Por fim, chego à rua do hostel que não era nada simpática e ele estava enfiado num beco repleto de fios elétricos. Não me queria aventurar naquela ruela à procura do hostel mas tive de o fazer já que o condutor do tuk-tuk insistia que era já ali, apesar de eu não estar a ver nada. Ando uns 200 metros beco adentro e não quero andar mais, não tem bom aspeto, viro costas e começo a entrar em pânico quando um senhor me pergunta: Hostel? Hostel? À medida que digo sim ele aponta para o bendito do sítio. Fico muito agradecida e feliz por finalmente encontrar um ponto de abrigo.

Não me posso queixar deste hostel. Para mim estava ótimo, apesar das fezes de cão no corredor. Era o céu na terra! Acabo por me deitar e dormir por umas horas pois estavam muitas emoções a acontecer no momento, precisava desligar. Quando acordo, estou esfomeada mas não quero sair dali.
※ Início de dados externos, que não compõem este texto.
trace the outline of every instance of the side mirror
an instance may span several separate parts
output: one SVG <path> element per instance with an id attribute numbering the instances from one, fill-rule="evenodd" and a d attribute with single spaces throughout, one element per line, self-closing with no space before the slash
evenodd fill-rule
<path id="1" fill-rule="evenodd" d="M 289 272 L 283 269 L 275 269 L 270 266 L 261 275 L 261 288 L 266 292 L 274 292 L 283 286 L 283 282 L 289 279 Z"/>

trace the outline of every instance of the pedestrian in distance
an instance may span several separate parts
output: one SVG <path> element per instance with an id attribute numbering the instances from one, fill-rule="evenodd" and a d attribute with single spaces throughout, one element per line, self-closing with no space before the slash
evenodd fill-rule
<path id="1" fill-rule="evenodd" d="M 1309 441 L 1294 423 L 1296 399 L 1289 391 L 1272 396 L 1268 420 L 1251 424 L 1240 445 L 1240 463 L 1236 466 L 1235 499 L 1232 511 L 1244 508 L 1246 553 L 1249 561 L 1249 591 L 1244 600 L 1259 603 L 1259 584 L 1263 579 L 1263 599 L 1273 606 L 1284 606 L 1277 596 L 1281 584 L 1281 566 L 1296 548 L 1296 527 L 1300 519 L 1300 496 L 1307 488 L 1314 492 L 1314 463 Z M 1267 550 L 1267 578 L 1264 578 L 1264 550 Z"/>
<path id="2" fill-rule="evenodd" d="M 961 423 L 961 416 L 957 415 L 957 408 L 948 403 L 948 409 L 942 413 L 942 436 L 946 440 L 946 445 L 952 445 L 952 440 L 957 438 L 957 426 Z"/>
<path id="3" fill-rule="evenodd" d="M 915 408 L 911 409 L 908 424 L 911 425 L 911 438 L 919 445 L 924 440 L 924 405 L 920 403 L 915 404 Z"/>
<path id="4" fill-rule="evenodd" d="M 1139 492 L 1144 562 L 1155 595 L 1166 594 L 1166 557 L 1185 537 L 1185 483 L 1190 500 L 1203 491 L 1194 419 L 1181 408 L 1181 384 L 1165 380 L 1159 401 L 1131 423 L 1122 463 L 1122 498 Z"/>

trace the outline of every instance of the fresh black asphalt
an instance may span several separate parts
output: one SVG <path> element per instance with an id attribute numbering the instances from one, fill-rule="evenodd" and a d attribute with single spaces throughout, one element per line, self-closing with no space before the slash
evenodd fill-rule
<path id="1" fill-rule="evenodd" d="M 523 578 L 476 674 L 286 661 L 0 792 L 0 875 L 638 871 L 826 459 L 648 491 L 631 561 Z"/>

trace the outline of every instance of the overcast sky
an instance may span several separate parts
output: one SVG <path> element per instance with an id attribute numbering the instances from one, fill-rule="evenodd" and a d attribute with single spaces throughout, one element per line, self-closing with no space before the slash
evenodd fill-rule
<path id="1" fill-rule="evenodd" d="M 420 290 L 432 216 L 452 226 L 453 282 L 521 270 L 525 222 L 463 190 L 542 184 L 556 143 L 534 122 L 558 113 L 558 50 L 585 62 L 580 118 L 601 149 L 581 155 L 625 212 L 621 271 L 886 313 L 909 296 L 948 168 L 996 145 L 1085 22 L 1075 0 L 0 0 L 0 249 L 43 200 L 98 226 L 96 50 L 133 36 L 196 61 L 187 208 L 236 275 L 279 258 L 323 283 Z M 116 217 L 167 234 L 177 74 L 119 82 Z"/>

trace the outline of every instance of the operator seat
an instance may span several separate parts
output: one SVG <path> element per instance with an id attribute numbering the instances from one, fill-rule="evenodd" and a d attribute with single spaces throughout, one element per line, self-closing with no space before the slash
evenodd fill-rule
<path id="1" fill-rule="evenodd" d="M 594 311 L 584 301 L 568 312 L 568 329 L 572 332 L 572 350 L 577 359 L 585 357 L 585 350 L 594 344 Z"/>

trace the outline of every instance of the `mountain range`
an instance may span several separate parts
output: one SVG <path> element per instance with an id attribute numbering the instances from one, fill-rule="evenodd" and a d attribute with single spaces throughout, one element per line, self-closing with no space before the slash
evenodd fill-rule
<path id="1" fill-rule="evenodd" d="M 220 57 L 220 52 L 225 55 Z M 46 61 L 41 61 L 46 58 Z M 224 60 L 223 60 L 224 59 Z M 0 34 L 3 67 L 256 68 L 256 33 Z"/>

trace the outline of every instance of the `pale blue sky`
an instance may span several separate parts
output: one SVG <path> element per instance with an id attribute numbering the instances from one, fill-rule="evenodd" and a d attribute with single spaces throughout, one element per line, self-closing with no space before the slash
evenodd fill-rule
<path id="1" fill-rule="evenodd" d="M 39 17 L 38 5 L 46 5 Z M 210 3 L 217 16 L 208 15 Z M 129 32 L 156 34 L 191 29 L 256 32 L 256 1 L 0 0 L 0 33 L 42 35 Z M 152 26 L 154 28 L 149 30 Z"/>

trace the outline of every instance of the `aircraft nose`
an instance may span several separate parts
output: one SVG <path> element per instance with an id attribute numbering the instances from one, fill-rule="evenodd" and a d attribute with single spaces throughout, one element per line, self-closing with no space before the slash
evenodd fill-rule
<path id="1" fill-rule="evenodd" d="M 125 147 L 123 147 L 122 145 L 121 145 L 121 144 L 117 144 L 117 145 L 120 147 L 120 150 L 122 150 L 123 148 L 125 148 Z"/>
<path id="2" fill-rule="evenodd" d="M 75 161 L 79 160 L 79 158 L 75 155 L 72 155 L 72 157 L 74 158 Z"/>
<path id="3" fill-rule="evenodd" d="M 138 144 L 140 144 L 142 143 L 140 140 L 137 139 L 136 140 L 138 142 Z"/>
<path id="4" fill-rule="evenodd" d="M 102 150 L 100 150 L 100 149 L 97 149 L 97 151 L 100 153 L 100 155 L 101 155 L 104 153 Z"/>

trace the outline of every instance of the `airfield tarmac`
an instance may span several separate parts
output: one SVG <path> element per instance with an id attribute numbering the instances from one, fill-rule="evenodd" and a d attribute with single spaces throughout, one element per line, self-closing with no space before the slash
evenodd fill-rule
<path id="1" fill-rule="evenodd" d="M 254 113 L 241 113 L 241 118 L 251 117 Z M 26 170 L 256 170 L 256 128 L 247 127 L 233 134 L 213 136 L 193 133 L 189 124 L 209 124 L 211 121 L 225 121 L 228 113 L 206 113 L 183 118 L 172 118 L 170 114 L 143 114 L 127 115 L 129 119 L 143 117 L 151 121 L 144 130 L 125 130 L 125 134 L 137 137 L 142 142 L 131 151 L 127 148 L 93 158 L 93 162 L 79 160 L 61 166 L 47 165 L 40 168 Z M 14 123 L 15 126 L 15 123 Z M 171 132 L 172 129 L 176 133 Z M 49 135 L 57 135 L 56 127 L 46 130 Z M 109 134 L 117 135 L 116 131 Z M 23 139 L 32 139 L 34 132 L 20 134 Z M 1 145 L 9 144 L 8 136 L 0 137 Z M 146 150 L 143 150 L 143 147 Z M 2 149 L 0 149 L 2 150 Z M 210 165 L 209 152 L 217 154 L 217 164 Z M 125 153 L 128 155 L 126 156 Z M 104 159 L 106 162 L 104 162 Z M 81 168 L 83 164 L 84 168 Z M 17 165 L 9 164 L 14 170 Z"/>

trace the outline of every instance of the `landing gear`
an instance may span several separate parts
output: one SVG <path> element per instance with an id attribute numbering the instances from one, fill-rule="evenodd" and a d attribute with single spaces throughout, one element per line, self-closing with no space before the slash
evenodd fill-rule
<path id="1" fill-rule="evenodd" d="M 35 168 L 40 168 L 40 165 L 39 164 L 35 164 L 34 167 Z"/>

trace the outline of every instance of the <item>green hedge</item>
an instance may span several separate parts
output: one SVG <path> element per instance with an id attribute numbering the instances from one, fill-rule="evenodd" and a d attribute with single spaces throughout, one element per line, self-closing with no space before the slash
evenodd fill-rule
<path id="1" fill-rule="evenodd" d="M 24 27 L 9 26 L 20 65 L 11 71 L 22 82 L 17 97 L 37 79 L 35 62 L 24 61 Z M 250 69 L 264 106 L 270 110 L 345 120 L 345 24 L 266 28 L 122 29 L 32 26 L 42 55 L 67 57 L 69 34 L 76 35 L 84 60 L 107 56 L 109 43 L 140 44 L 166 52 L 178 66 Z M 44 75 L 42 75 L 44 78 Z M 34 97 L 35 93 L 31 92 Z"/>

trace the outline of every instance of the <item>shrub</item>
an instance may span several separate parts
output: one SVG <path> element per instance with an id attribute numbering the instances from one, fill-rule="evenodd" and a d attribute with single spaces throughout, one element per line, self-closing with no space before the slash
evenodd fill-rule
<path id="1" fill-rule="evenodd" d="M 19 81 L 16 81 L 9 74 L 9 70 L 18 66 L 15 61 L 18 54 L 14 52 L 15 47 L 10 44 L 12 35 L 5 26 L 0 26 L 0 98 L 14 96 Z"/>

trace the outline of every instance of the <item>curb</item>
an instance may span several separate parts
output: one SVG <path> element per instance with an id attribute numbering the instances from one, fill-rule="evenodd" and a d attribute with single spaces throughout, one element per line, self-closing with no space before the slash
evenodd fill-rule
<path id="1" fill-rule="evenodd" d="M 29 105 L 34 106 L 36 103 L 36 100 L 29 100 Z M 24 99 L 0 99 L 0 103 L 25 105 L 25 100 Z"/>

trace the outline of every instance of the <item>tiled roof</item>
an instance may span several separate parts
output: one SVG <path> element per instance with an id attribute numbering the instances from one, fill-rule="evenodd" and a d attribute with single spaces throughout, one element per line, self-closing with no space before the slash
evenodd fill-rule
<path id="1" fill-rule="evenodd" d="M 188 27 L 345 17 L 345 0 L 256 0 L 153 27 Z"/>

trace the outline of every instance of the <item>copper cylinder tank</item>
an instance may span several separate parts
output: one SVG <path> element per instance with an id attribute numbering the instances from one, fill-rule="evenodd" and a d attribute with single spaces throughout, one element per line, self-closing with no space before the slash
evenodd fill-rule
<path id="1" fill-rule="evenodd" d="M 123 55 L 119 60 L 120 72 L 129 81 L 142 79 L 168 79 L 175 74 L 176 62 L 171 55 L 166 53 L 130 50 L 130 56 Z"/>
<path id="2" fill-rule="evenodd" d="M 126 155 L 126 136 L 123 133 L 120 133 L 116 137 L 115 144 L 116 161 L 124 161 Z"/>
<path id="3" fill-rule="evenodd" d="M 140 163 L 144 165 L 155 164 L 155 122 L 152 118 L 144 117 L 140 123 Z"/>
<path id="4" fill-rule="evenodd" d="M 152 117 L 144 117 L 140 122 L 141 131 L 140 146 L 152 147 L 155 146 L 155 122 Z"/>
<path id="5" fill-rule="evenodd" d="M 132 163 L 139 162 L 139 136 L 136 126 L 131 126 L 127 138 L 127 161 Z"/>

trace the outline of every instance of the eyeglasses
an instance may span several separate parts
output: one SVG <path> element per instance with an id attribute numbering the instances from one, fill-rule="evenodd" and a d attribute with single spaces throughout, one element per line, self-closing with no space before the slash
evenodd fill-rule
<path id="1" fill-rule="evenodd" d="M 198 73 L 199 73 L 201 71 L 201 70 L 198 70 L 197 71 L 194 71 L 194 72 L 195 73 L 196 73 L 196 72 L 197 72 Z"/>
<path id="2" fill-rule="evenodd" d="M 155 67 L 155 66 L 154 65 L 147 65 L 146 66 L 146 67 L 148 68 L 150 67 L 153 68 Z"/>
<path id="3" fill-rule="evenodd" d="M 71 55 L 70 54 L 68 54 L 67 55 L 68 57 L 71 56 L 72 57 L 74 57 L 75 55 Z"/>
Ainda por cima, não estava mais ninguém no quarto portanto toda a vontade de não querer estar sozinha na Índia foi posta em causa. Não me estou a ver em Deli sozinha no meio daquele caos. Pondero até mesmo passar os meus dias enfiada num quarto de hostel, até me mentalizar que não o posso fazer. Não foi para isso que vim e tenho de dar uma oportunidade a Deli de me conquistar.

Parece que já passou uma eternidade mas são cerca de 2h da tarde. Vou almoçar num restaurante muito bom mesmo ali ao lado do hostel. Perfeito! É o Tadka. Foi o meu spot de refeições durante aquela estadia e eu adorei os pratos de lá. Aconselho! Enquanto almoço, analiso o mapa e decido o que vou visitar naquele dia para me alegrar a mente.

Forte Vermelho de Deli
Forte Vermelho de Deli créditos: While You Stay Home

Procuro um tuk-tuk que tenha a inscrição CNG, pois são do governo e são mais seguros, disseram fontes indianas. Estou para entrar num quando vem um senhor que estava a passar na rua tentar aldrabar-me e dizer que não podia ir a sítio x e y e a tentar enviar-me para uma agência. Fiz ouvidos moucos e pedi ao senhor do tuk-tuk que arrancasse. Fomos para o Forte Vermelho de Deli. É um complexo bem grande - ainda passei lá mais de uma hora a andar lentamente e apreciar cada detalhe da construção imponente. Não é dos sítios mais bonitos de sempre, mas vale a pena a visita. Foi lá que vi o primeiro esquilo indiano. Os esquilos estão em todo o lado na Índia.

Daqui decido que vou a pé até Jama Masjid, uma das grandes atrações da cidade. Sem GPS nem qualquer forma de saber lá chegar, isto não aconteceu. Não me consigo localizar com um mapa de papel na Índia, não sei distinguir o que são ruas e o que não o são. Para mim quase tudo tem aspeto de becos. É impossível identificar ruas pelos nomes. Depois aquelas ruas têm tanta informação para assimilar que não consigo me localizar.

Depois de visitar um templo dos pássaros muito brevemente, acabo por pedir ajuda a um senhor indiano que me leva ao sítio onde queria ir. Jama Masjid é um sítio muito movimentado, onde se paga para levar máquina fotográfica para dentro das suas muralhas e se tira os sapatos para poder entrar, tal como nas outras mesquitas e templos. Não tem muito para ver a nível de estrutura mas é um sítio bonito. Fico lá até fechar somente a apreciar e desfrutar da aprendizagem sobre a vida na Índia, enquanto os observo naquele complexo.

Jama Masjid
Jama Masjid créditos: While You Stay Home

Ao cair do sol abandono o local e volto para o hostel. O dia compensou. Gostei muito das coisas que vi e já estava motivada para estar na Índia. Estava preparada e todos os sentimentos maus já tinham passado.

A Índia não é um problema, o problema são as ideias más que levamos de cá e que me fizeram estar sempre a pensar demais nos “e se” da vida. Em momento algum me senti em perigo real, mas a minha cabeça cismava em tentar imaginar um momento desses. E esse sim é o problema. Ir livre de preconceitos é meio caminho andado para não se sentir desconfortável neste país. Eu adorei a Índia, gostei de muitas pessoas que conheci e gostava de lá voltar pois é um país único e fascinante de um modo que nenhum outro consegue igualar. E, se for mulher e tiver medo de ir, não se acanhe. Vi tantas viajantes sozinhas! Só posso falar com base na minha experiência, mas aconselho.